I’m building an app that needs to store lots of structured documents. I have about 1000 categories organized in a tree structure. Each category has thousands of documents (maybe up to 10000 each). The documents are just a few KB each and I want to store them as YAML files.
My users need to do these things:
- Get documents by their ID
- Search documents by certain fields inside them
- Edit documents and track who made changes with comments
- See the full history of changes for any document
I know I could use MongoDB or CouchDB for this, but I had a crazy idea. What if I just use git as my database? Here’s how I think it would work:
- Each category becomes a folder
- Each document becomes a file
- Reading documents means just reading files from disk
- Editing documents means making git commits with the user and comment
- History comes from git log and checking out old versions
- Search would be harder, I’d probably need to export data to a real database for indexing
Has anyone tried this before? I’m wondering if there are any major problems with this approach. Would git be too slow compared to a real database? Are there reliability issues I should worry about?
I think having multiple servers that sync with git push/pull would actually be pretty robust.
What do you think - will this work or am I missing something obvious?
that’s actually fascinating! I’m curious though - how’d you handle the git repo size growing over time? with 10k docs per category and full history, wouldn’t that balloon pretty quickly? Also wondering about your backup strategy - did you just rely on the distributed nature or have separate backups too?

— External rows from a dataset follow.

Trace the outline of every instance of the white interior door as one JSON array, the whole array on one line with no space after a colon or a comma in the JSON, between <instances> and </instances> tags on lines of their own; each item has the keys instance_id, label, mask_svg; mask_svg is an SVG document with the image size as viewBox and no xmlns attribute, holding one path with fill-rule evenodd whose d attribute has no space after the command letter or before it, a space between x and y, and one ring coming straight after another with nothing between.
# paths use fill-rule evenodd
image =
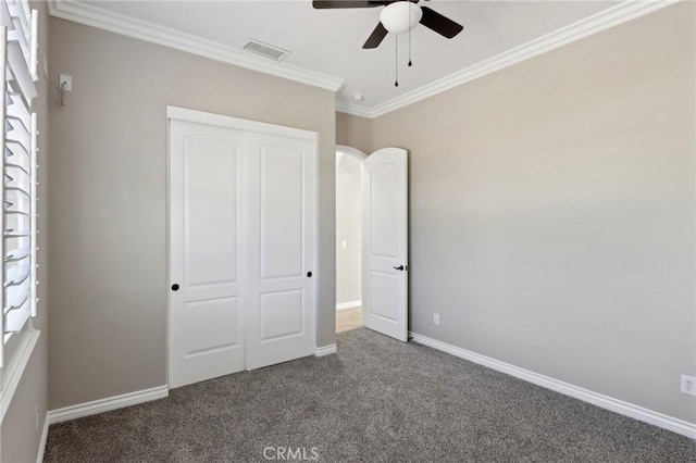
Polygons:
<instances>
[{"instance_id":1,"label":"white interior door","mask_svg":"<svg viewBox=\"0 0 696 463\"><path fill-rule=\"evenodd\" d=\"M315 143L249 138L248 364L259 368L314 351Z\"/></svg>"},{"instance_id":2,"label":"white interior door","mask_svg":"<svg viewBox=\"0 0 696 463\"><path fill-rule=\"evenodd\" d=\"M408 340L408 152L363 161L362 316L365 327Z\"/></svg>"},{"instance_id":3,"label":"white interior door","mask_svg":"<svg viewBox=\"0 0 696 463\"><path fill-rule=\"evenodd\" d=\"M167 114L170 387L311 355L316 134Z\"/></svg>"},{"instance_id":4,"label":"white interior door","mask_svg":"<svg viewBox=\"0 0 696 463\"><path fill-rule=\"evenodd\" d=\"M244 133L170 123L170 387L245 368Z\"/></svg>"}]
</instances>

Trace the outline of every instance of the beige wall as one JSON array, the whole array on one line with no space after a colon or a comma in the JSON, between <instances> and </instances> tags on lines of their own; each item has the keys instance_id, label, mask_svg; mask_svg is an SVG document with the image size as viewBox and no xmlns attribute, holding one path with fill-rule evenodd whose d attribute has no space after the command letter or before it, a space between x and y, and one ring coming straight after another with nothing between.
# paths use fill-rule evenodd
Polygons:
<instances>
[{"instance_id":1,"label":"beige wall","mask_svg":"<svg viewBox=\"0 0 696 463\"><path fill-rule=\"evenodd\" d=\"M46 2L32 2L39 11L39 58L48 53L48 9ZM41 331L34 353L29 359L8 412L0 424L0 462L34 462L39 450L44 421L48 405L48 87L39 66L39 97L34 100L39 126L39 316L34 326ZM35 423L35 406L38 410L38 428Z\"/></svg>"},{"instance_id":2,"label":"beige wall","mask_svg":"<svg viewBox=\"0 0 696 463\"><path fill-rule=\"evenodd\" d=\"M336 145L345 145L370 154L372 147L372 121L351 114L336 113Z\"/></svg>"},{"instance_id":3,"label":"beige wall","mask_svg":"<svg viewBox=\"0 0 696 463\"><path fill-rule=\"evenodd\" d=\"M411 329L696 422L694 15L373 121L410 150Z\"/></svg>"},{"instance_id":4,"label":"beige wall","mask_svg":"<svg viewBox=\"0 0 696 463\"><path fill-rule=\"evenodd\" d=\"M335 95L51 18L51 409L166 383L167 104L315 130L319 346L334 342ZM51 87L55 99L55 89Z\"/></svg>"},{"instance_id":5,"label":"beige wall","mask_svg":"<svg viewBox=\"0 0 696 463\"><path fill-rule=\"evenodd\" d=\"M336 153L336 303L359 301L361 279L362 161Z\"/></svg>"}]
</instances>

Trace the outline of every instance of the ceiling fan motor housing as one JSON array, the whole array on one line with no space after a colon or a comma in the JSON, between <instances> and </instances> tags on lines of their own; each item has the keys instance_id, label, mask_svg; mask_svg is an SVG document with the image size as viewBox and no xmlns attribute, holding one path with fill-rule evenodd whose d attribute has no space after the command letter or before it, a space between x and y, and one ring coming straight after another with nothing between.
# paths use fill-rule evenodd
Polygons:
<instances>
[{"instance_id":1,"label":"ceiling fan motor housing","mask_svg":"<svg viewBox=\"0 0 696 463\"><path fill-rule=\"evenodd\" d=\"M390 33L401 34L412 29L423 17L423 10L410 1L397 1L380 13L380 22Z\"/></svg>"}]
</instances>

I built something like this for a documentation system two years ago - worked better than expected. Git actually handles thousands of small files pretty well if you structure things right. We used the same folder-per-category setup and rarely hit performance issues day-to-day. But there are some gotchas to watch out for. Concurrent writes are a pain since git wasn’t built for database-style access. We ended up adding a simple queue to handle writes one at a time, which prevented corruption but made things more complex. Search was the biggest headache. We had to build a separate search index that updated after each commit, which kind of kills the whole ‘git as database’ simplicity. The upside? Deployment and backups became dead simple. Every clone is a full backup, and we could replicate everything across multiple servers easily. For your scale, this could work, but ask yourself if dealing with concurrent access and search indexing is really worth skipping a proper database.
sounds like overengineering to me. git gets messy with merge conflicts when multiple people edit docs at once - you’ll waste more time fixing conflicts than building features. plus git wasn’t built for this, so performance will tank as your repo grows. why not use postgres with jsonb columns? same flexibility, way fewer headaches.